Rawkus was best known originally for being the hottest independent label around. They were responsible for delivering Mos Def and Kweli to the world, as well as Company Flow and many others. Various complications and sales increases took the label to higher heights. They hooked up larger distribution deals, and their mentality seemed to change slightly to embrace a more mainstream clientele of artists. 'Lyricist Lounge' volume 2 shocked a lot of Rawkus fans when they witnessed the likes of JT Money, Erick Sermon and Macy Gray on the compilation. The problem wasn't with the material that they supplied but with what has commonly become the "backpacker" mentality.
With 'Soundbombing 3,' the third, and most "mainstream" release within the series. Rawkus have assembled a nice assortment of artists that they've supported from the beginning along with a few very well known names. Mixed by Cipha Sounds and Mr. Choc, the compilation begins with the successful Styles P/Pharoahe Monch collaboration 'My Life.' Mos Def and his rock group; Black Jack Johnson help provide an energetic contribution to the album with 'Freak Daddy,' which is without a doubt one of my favourite tracks on 'Soundbombing 3.'
The content is fairly diverse. There's the lighthearted reminiscing from R.A. The Rugged Man on 'On The Block' (which didn't really do much for me with its plain form). A funky, jazzed up vibe present on Q-Tip's 'What Lies Beneath' and Jonell's 'Round and Round (Remix)' provides a relaxed discussion on relationship related arguments.
The DJ'ing here isn't exactly the most prominent element of this release. But, the smooth track transitions do provide a nice feeling of continuation. Unfortunately, as a whole I wasn't overwhelmed by any of the tracks here. The Beatnuts' contribution didn't do much for me at all, I wasn't particularly amused by it. The Kweli/Quik collabo I don't think worked too well. Kweli doesn't sound right over this Quik vibe. And, 'Spit Again' by the Cocoa Brovaz also left me unimpressed.
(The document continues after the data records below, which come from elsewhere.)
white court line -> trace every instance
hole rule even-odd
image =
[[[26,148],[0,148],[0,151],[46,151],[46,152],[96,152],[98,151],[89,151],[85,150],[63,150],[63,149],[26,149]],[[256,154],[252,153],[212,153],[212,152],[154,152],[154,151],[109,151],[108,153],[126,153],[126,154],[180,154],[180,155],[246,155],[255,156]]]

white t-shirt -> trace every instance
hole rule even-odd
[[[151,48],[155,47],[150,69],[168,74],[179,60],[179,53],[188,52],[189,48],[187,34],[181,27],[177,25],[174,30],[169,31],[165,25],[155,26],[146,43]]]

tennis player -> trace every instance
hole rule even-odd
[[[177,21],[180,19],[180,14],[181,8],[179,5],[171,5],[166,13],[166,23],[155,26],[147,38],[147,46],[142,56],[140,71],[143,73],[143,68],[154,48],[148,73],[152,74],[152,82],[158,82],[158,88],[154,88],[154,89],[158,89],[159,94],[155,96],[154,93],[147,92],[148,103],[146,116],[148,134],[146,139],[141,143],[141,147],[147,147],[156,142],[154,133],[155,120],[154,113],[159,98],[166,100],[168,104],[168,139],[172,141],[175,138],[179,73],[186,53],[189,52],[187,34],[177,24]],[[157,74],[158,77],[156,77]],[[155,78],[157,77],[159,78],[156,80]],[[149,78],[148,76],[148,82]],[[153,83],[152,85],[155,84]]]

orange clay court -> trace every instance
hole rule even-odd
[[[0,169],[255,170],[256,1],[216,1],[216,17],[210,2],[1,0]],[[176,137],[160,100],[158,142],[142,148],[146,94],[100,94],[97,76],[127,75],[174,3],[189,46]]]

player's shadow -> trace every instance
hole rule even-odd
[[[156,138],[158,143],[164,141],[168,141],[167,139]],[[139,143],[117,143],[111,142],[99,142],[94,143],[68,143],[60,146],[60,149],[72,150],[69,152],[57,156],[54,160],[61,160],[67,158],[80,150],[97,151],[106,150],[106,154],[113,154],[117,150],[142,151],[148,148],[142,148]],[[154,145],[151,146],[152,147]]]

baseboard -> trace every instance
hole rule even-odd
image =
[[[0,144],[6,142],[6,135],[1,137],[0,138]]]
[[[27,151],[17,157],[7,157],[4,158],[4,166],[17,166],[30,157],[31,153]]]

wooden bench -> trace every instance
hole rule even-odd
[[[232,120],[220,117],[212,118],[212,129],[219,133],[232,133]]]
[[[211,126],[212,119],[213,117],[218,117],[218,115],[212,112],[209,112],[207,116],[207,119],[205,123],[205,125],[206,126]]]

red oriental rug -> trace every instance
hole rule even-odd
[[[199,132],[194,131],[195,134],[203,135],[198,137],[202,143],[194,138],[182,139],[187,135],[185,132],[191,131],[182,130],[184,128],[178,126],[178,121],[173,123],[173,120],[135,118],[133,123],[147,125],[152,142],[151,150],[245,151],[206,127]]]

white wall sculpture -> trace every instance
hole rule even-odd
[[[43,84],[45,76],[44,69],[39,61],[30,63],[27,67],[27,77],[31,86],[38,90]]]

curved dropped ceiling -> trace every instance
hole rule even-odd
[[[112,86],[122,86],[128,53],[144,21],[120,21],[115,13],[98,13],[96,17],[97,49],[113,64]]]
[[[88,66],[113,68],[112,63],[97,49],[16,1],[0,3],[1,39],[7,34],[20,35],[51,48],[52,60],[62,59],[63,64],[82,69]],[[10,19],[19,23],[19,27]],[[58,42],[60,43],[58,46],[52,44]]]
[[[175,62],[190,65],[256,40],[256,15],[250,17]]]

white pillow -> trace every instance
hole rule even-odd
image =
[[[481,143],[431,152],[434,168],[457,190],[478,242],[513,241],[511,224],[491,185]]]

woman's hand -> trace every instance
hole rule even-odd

What annoyed me was the need to dwell on the stigma attached to Rawkus' success and transition within a skit. A customer phones up a store and discusses how Cipha Sounds (who is known for his affiliation with Funkmaster Flex) "came from the underground." Honestly, I don't really care.
In essence, 'Soundbombing 3' is the latest and worst installment in the series. If you don't own either of the first two, I'd strongly recommend purchasing those before even considering this.